I'm currently in an engineering program, so most of my mathematical education has been applied in nature (multivariable calculus, ODEs, PDEs, probability). The only real "theory"-based courses I've taken have been abstract algebra$^1$ and a proof-based differential equations class.
I'm looking to expand my mathematical horizons before graduate school, and I figured the two places that might be interesting for me (as well as useful!) are real analysis and differential geometry. I don't really have the space in my course schedule to take either of these, and the former is listed as a prerequisite for the latter at my university.
I know that Rudin's Principles of Mathematical Analysis is the crème de la crème for real analysis texts, but I've started reading a pdf of it and it's not only extremely dense (which I'm not quite used to), but I also don't think I have the mathematical maturity to grasp it.

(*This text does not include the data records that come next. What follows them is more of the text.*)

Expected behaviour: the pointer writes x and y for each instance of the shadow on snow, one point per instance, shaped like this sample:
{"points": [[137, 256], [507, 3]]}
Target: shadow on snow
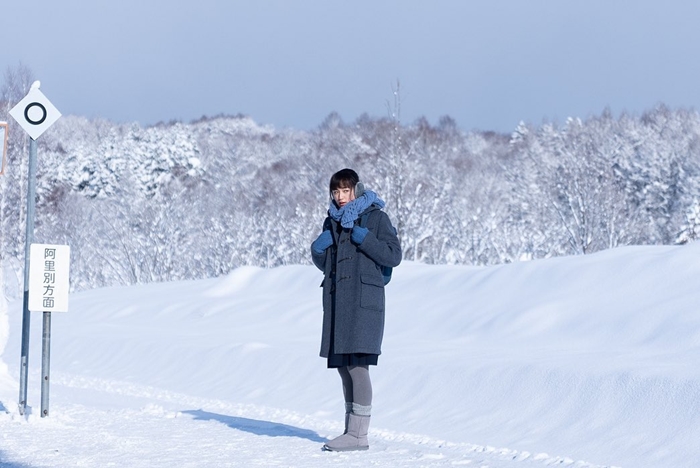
{"points": [[5, 464], [257, 427]]}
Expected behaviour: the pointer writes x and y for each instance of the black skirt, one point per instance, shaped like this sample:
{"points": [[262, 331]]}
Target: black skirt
{"points": [[354, 359]]}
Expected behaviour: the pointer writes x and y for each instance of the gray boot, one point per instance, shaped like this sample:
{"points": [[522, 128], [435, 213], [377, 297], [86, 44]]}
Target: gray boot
{"points": [[354, 439]]}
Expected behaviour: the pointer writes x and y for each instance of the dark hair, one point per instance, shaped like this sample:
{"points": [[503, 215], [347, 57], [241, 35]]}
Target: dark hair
{"points": [[344, 178]]}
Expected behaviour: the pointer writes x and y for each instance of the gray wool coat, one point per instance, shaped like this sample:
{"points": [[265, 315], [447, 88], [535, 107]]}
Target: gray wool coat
{"points": [[356, 280]]}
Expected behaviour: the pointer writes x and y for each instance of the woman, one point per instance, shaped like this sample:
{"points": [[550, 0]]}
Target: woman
{"points": [[351, 256]]}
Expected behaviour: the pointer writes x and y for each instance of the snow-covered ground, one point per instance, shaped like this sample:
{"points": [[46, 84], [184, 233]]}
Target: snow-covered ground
{"points": [[579, 361]]}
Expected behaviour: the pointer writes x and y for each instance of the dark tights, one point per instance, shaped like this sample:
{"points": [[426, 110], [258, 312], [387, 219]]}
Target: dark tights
{"points": [[357, 387]]}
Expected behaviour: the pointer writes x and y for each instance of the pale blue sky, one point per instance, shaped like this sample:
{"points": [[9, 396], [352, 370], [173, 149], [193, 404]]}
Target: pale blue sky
{"points": [[488, 64]]}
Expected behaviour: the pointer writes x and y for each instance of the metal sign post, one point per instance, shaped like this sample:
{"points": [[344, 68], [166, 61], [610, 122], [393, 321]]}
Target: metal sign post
{"points": [[48, 292], [35, 114], [29, 236], [3, 146]]}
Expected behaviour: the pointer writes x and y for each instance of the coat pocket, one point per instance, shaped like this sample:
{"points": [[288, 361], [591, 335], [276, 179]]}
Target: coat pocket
{"points": [[372, 292]]}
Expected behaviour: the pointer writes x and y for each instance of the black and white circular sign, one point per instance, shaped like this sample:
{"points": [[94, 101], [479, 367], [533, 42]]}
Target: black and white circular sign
{"points": [[35, 113]]}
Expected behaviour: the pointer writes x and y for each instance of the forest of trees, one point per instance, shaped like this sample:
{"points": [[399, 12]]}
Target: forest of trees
{"points": [[194, 200]]}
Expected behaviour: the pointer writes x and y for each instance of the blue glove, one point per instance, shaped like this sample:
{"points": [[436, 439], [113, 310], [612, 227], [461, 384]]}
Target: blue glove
{"points": [[359, 234], [322, 242]]}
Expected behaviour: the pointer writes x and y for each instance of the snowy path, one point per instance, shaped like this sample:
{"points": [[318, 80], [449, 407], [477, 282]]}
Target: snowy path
{"points": [[125, 425]]}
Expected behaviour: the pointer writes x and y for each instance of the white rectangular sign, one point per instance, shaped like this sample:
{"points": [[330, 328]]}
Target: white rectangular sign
{"points": [[49, 266]]}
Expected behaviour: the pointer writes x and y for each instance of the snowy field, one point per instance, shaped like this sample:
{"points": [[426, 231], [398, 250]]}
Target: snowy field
{"points": [[580, 361]]}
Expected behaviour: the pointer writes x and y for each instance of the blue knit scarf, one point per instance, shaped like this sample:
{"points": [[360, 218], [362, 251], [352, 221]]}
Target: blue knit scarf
{"points": [[351, 211]]}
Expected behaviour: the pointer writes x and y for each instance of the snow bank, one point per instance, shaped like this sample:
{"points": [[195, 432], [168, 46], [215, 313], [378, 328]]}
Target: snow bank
{"points": [[590, 358]]}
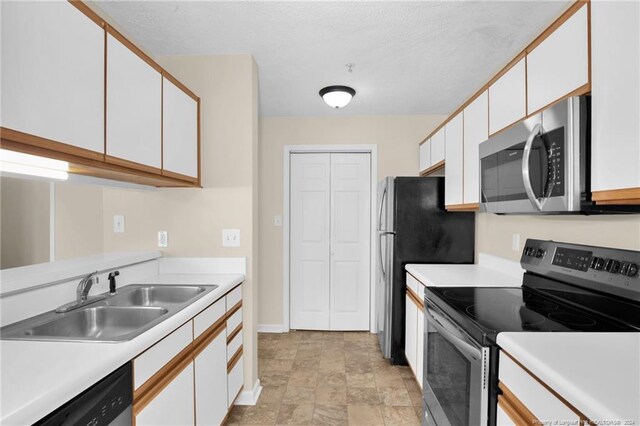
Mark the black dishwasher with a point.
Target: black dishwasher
(108, 402)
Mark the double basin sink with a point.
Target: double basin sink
(121, 317)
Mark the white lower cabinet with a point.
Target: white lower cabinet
(192, 376)
(524, 399)
(414, 327)
(410, 338)
(211, 376)
(173, 405)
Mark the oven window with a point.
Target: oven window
(449, 374)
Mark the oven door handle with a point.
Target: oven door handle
(452, 333)
(526, 175)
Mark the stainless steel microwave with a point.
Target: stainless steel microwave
(539, 165)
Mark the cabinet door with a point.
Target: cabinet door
(425, 155)
(180, 131)
(173, 405)
(476, 131)
(560, 64)
(507, 98)
(410, 333)
(454, 168)
(615, 95)
(53, 74)
(438, 146)
(211, 382)
(134, 107)
(419, 346)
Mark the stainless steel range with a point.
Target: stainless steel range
(566, 287)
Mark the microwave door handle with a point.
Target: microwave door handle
(526, 176)
(455, 338)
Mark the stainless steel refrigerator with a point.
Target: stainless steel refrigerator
(413, 227)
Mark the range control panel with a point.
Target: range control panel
(613, 271)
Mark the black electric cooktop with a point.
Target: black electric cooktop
(483, 312)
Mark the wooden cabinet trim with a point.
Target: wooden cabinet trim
(132, 165)
(546, 33)
(415, 298)
(434, 168)
(543, 384)
(617, 196)
(468, 207)
(161, 379)
(234, 359)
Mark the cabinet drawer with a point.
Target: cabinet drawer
(157, 356)
(234, 297)
(234, 345)
(208, 317)
(537, 399)
(235, 379)
(234, 321)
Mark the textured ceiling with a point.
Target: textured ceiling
(421, 57)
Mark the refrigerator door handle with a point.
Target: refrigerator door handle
(382, 200)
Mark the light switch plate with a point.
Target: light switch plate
(163, 239)
(118, 223)
(230, 238)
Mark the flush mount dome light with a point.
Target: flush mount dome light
(337, 96)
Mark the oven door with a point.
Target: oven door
(456, 385)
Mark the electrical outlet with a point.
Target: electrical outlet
(163, 239)
(230, 238)
(118, 223)
(515, 242)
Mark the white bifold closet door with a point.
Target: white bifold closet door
(330, 241)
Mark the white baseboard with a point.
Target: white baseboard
(249, 397)
(270, 328)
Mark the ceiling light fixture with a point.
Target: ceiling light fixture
(32, 165)
(337, 96)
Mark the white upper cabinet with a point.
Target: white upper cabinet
(454, 169)
(52, 73)
(180, 127)
(507, 98)
(134, 107)
(476, 131)
(560, 63)
(615, 94)
(425, 155)
(437, 146)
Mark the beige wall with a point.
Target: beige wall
(78, 220)
(194, 218)
(24, 218)
(397, 140)
(494, 233)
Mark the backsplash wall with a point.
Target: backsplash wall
(494, 233)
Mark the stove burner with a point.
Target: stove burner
(458, 295)
(572, 319)
(495, 316)
(543, 305)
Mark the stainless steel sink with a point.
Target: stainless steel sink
(154, 295)
(132, 311)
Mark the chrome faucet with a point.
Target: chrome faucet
(82, 294)
(85, 285)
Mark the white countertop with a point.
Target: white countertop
(437, 275)
(599, 373)
(38, 377)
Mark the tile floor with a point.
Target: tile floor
(329, 378)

I was wondering if anyone knows of any good texts where I can learn real analysis without presupposing a great deal of mathematical maturity. My foundations in calculus are quite strong, but my knowledge is that real analysis is only tangentially related. As a side question, I also want to ask if real analysis is really a prerequisite for differential geometry (I'm skeptical).

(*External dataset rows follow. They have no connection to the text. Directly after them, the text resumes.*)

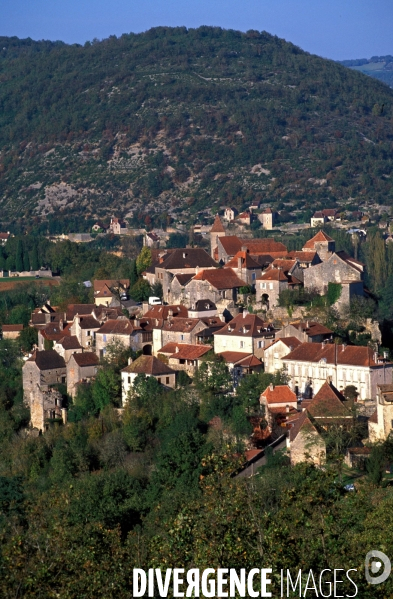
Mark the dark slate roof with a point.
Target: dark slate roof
(148, 365)
(47, 359)
(187, 258)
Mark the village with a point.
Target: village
(224, 305)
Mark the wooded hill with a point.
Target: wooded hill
(175, 119)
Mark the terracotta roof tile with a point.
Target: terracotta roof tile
(353, 355)
(321, 236)
(328, 403)
(220, 278)
(148, 365)
(217, 226)
(116, 327)
(279, 394)
(186, 351)
(85, 359)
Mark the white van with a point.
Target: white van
(154, 301)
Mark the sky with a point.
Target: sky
(336, 29)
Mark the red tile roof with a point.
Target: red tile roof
(162, 312)
(220, 278)
(353, 355)
(217, 226)
(148, 365)
(321, 236)
(85, 359)
(279, 394)
(246, 261)
(116, 327)
(12, 328)
(186, 351)
(246, 325)
(328, 403)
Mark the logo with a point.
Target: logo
(374, 562)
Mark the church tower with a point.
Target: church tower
(216, 231)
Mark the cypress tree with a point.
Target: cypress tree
(19, 256)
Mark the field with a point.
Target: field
(7, 284)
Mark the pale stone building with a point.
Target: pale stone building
(80, 368)
(40, 373)
(310, 364)
(149, 366)
(380, 424)
(245, 333)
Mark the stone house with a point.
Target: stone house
(149, 366)
(84, 329)
(177, 330)
(308, 331)
(184, 356)
(216, 232)
(11, 331)
(279, 404)
(80, 368)
(117, 226)
(108, 290)
(321, 243)
(339, 267)
(213, 284)
(67, 346)
(273, 354)
(268, 218)
(318, 219)
(310, 364)
(329, 407)
(40, 373)
(380, 424)
(121, 331)
(245, 267)
(245, 333)
(271, 284)
(229, 214)
(304, 442)
(185, 261)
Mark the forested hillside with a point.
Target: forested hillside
(175, 118)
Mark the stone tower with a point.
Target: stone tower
(216, 231)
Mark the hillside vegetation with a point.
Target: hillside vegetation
(178, 120)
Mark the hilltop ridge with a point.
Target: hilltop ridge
(175, 120)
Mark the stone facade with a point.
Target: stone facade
(333, 270)
(39, 373)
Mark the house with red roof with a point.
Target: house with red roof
(245, 267)
(309, 365)
(246, 333)
(276, 351)
(81, 368)
(212, 284)
(148, 366)
(305, 443)
(307, 331)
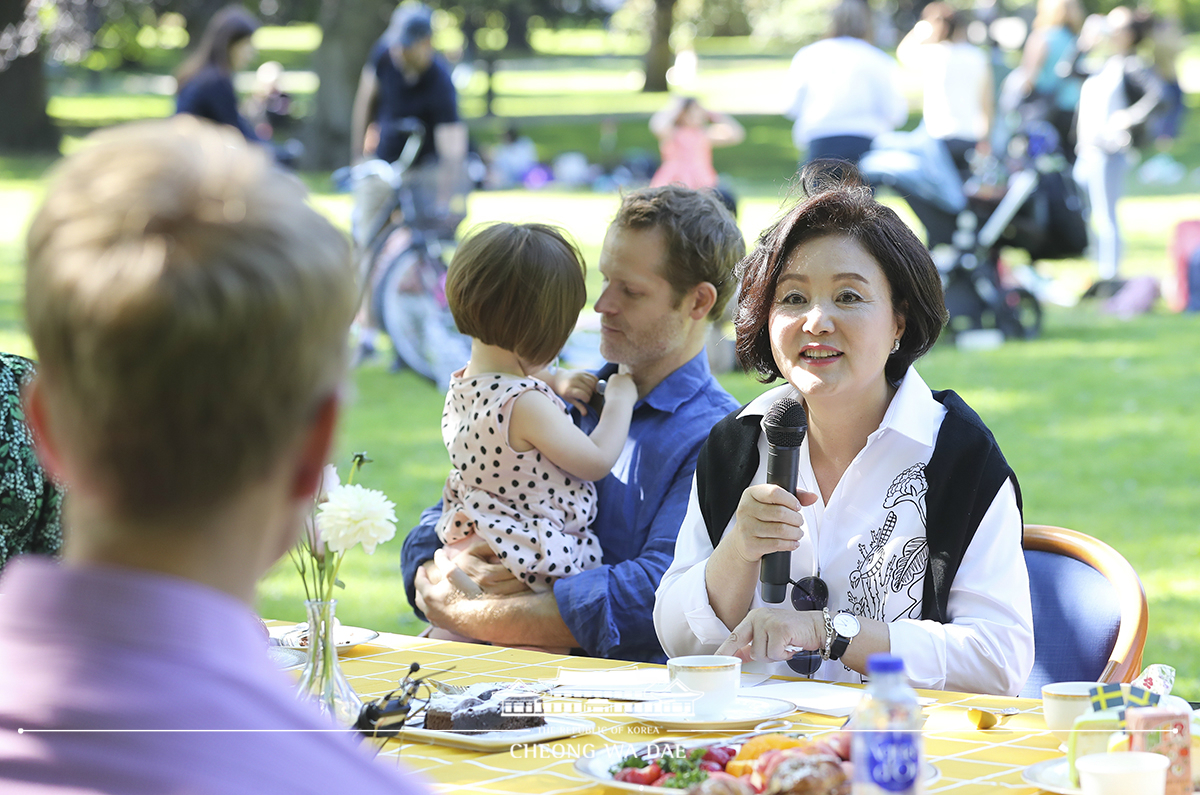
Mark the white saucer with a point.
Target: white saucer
(345, 638)
(1051, 775)
(747, 711)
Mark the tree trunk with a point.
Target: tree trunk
(25, 125)
(349, 30)
(659, 57)
(519, 31)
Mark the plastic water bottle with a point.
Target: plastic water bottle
(886, 747)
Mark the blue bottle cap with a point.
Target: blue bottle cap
(885, 664)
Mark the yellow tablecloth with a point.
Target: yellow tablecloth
(970, 760)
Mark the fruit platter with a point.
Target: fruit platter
(745, 765)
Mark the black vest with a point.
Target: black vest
(964, 474)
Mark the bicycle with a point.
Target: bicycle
(403, 268)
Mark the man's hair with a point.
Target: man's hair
(703, 241)
(189, 310)
(838, 204)
(519, 286)
(851, 18)
(945, 19)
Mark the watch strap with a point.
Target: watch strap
(839, 645)
(827, 649)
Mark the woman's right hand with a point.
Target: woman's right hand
(767, 520)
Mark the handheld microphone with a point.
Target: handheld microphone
(785, 425)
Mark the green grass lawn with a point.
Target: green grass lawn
(1098, 417)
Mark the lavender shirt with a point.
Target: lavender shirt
(96, 647)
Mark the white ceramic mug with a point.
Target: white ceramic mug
(1062, 703)
(1122, 773)
(715, 679)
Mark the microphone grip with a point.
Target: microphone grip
(783, 470)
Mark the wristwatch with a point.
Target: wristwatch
(846, 628)
(828, 622)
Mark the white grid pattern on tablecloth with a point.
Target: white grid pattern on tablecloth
(970, 761)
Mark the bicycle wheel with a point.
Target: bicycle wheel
(411, 305)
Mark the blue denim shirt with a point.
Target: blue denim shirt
(641, 504)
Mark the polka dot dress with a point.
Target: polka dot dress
(534, 515)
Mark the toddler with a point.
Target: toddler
(522, 470)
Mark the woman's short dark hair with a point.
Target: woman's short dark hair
(519, 286)
(838, 204)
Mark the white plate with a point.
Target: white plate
(286, 658)
(597, 767)
(343, 637)
(557, 728)
(745, 712)
(1051, 775)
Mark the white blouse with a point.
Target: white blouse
(869, 545)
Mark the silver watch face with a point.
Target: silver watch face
(845, 625)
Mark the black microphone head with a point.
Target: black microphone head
(785, 423)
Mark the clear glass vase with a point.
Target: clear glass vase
(322, 679)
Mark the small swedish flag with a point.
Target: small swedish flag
(1141, 697)
(1105, 697)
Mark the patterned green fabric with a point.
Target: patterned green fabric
(30, 503)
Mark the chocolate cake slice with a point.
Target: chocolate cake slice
(486, 707)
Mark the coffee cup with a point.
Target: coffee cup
(1122, 773)
(714, 679)
(1062, 703)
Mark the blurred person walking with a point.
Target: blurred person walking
(687, 133)
(204, 82)
(1113, 105)
(1048, 65)
(958, 100)
(846, 90)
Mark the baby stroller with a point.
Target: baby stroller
(1027, 201)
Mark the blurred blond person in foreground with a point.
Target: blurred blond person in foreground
(190, 312)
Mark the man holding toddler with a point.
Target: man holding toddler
(667, 264)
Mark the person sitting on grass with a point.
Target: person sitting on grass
(30, 502)
(190, 315)
(667, 264)
(522, 471)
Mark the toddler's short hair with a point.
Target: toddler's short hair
(189, 310)
(517, 286)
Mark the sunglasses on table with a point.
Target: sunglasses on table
(808, 593)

$^1$We covered what you would normally find in an undergraduate algebra class and also touched on a bit of Galois theory, but to be completely honest I wasn't all that comfortable with the few Galois theory lectures we had, anyway.
Best Answer
A rigorous calculus textbook would probably help you "get into" Rudin. An example is Lang. Spivak is also much liked, and there's Hardy's Course of Pure Mathematics whose first three editions are free and have lots of amusing exercises. However, Rudin has stuff that isn't in Lang or Hardy (or I assume Spivak) in chapters 9, 10, and 11.

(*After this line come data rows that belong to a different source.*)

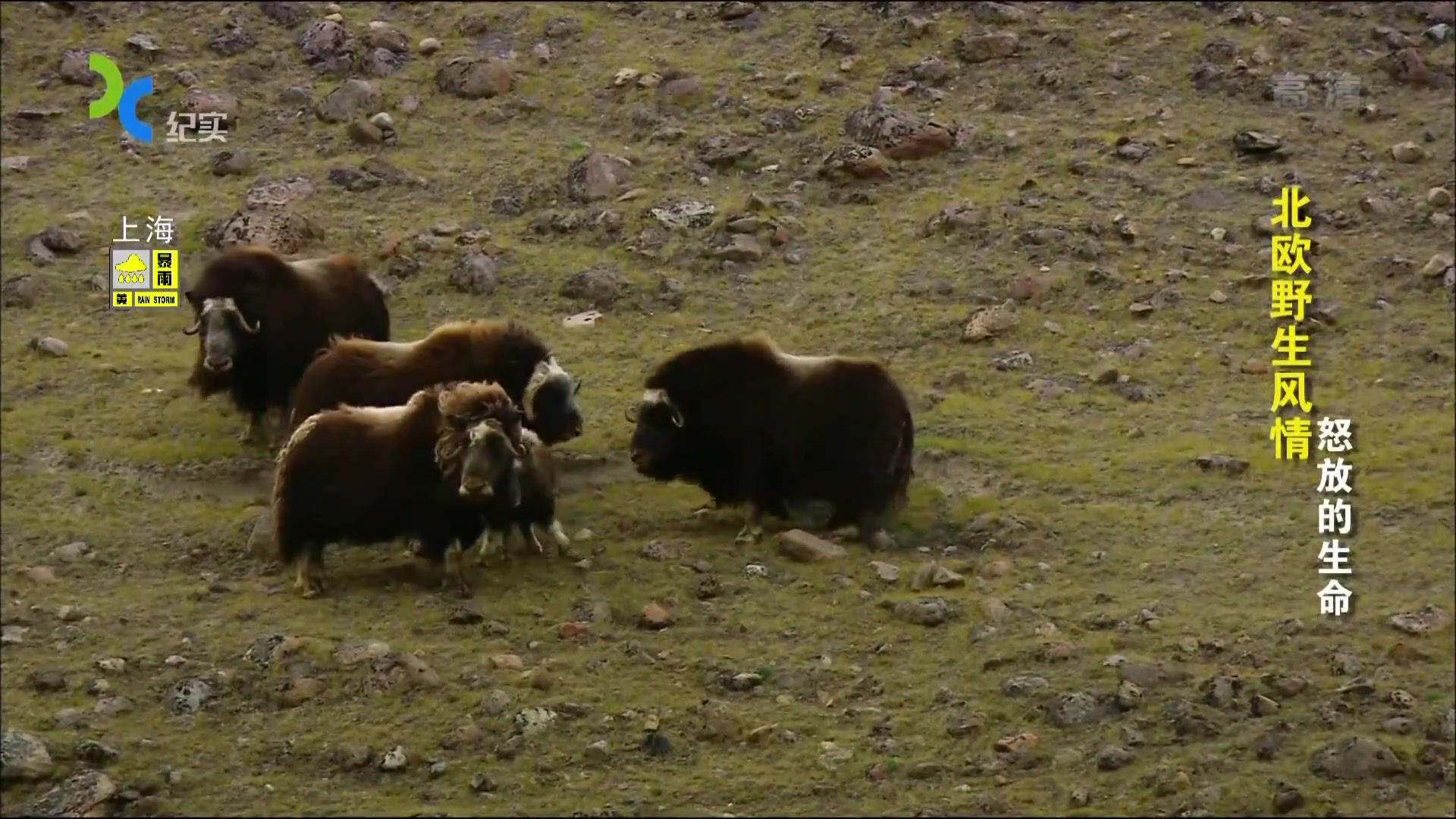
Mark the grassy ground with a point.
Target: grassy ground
(1091, 548)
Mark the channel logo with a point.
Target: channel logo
(120, 98)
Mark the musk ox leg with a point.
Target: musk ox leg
(487, 547)
(752, 526)
(530, 539)
(310, 573)
(560, 535)
(255, 428)
(455, 570)
(874, 535)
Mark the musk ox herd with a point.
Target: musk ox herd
(447, 441)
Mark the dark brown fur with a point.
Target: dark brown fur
(364, 373)
(767, 430)
(538, 502)
(367, 475)
(297, 312)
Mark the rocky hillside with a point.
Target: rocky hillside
(1050, 219)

As for whether real analysis is a prerequisite for differential geometry, I'm afraid that you need a mastery of the subject matter of Rudin chapter 9 (multidimensional derivatives, inverse functions, implicit functions) for modern differential geometry texts to make sense to you (e.g., Lee's Smooth Manifolds). An alternative might be a style of learning in which there is a separate course in 2- and 3-dimensional manifolds first; for this a common text is Manfredo do Carmo's Differential Geometry of Curves and Surfaces.
Independently of all the above, for math learning you need to (i) learn theorem-proof style and (ii) work exercises, writing down the proofs in "rigorous" mathematician style.